The movie constructs a scaffolding of fictionalized characters that may do more to obstruct than to enhance a view of the true story of the conception and construction of the statue itself.

The show is called "Liberty" and airs at 8 p.m. Monday on NBC. Frank Langella stars as Frederic Auguste Bartholdi, the Frenchman who created the statue, with Corinne Touzet as his mistress who inspired part of the figure. Carrie Fisher plays Emma Lazarus, the poet who composed the passage on the statue's base.

Then there are the fictional characters, with an obvious eye to ethnic diversity. They include George Kennedy as an Irish foreman on the Liberty construction job; Chris Sarandon as a Jewish coppersmith from France, and LeVar Burton as an ex-slave who's one of Kennedy's crewmen.

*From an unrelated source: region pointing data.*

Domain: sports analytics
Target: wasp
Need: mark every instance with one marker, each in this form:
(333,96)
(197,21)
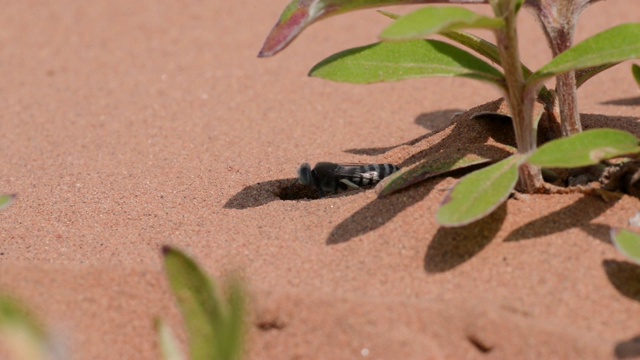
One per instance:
(328,177)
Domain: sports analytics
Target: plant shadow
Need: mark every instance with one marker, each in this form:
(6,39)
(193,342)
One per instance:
(624,276)
(435,122)
(451,247)
(575,215)
(628,349)
(378,212)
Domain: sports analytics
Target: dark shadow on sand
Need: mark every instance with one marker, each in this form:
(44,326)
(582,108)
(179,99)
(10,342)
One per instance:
(624,276)
(576,215)
(451,247)
(435,122)
(379,212)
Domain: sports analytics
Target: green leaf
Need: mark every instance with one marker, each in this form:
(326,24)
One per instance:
(382,62)
(6,201)
(443,162)
(627,243)
(584,149)
(611,46)
(20,331)
(635,70)
(432,20)
(168,343)
(476,195)
(215,327)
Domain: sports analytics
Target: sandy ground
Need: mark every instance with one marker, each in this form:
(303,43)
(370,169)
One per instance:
(128,125)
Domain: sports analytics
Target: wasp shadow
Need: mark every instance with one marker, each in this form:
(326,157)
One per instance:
(434,121)
(575,215)
(628,349)
(451,247)
(632,101)
(624,276)
(379,212)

This mix of the real and unreal is stitched together by columnist Pete Hamill, with direction from Richard Sarafian in locations that include Paris and Baltimore. Another of the unreal characters is a 60-foot, chest-to-torch model of the statue.

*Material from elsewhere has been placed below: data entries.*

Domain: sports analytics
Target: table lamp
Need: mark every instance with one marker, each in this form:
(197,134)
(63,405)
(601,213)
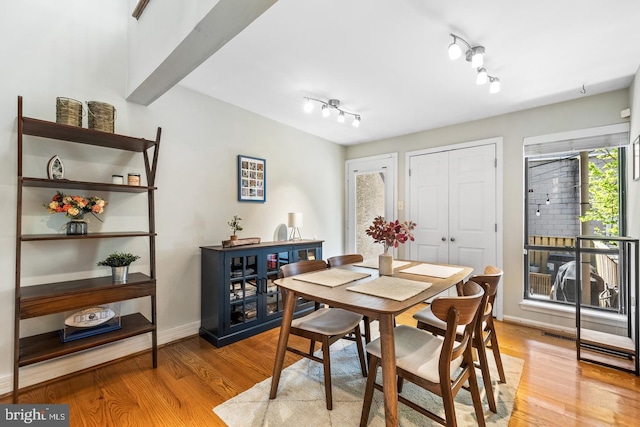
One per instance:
(295,222)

Hamill, son of immigrants, was asked at a press conference about his rationale for including fictional characters in the story. "It's because it was what interested me the most," he said. "I know that sounds like a very sort of self-centered way of looking at history, but I thought that there was a double story . . . any historical event to me always has a double story . . . History's generally about generals and politicians and not about ordinary citizens. And I wanted to get a sense of that ordinary American immigrant who built the country."

So to Langella's and Fisher's characters he applied research and to Kennedy's, Burton's and Sarandon's he applied imagination.

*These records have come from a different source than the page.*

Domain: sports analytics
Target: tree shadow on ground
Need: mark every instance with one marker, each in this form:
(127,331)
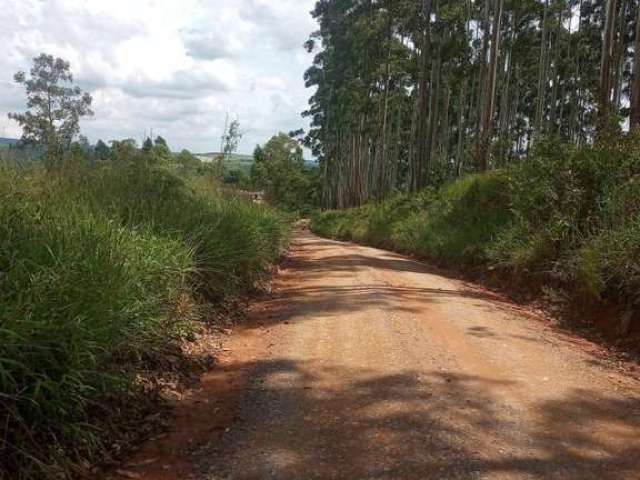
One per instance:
(301,423)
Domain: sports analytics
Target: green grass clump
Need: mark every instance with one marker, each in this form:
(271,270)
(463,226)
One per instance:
(566,218)
(95,267)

"Liberty" thus brings us to that television crossroads -- the junction where docu meets drama and where reality inevitably becomes a TV movie. Television movies have become television's way of getting serious and getting ratings at the same time. Documentaries are an endangered species, but TV movies and docudramas are thriving. So, the July 4 rebuilt Statue of Liberty coming-out party has its own TV movie.

Being a part of that ongoing commemoration had an appeal to Langella. "The reason I said yes to Auguste was, aside from the obvious part of wanting . . . to have something to do with this particular piece of our history, obsessive men interest me a lot. I've played a lot of them," said the man who made Dracula attractive on both stage and film, "and Auguste is an obsessive man . . . I like the idea of trying to find out what propels a man to spend a good deal of his life trying to get this kind of event the creation of the statue to happen, and the personal relationship he had with the woman who was -- the two women who are half the statue. You know, the body of the statue was the woman he eventually married, and the face is his mother's played by Claire Bloom , and I found that interesting."

Langella also feels this movie will rise above the general exploitation the statue has endured in recent months. Isn't this just another way to make a dollar of old Liberty? he was asked.

"No, that's very cynical of you," he said. "I don't think so at all." It's a quality piece, he said. "Nobody sticks a knife in anybody. It isn't typical of most of the product that's coming out today, which I wouldn't be involved in . . . It is a noble production about an extraordinarily important event in our history."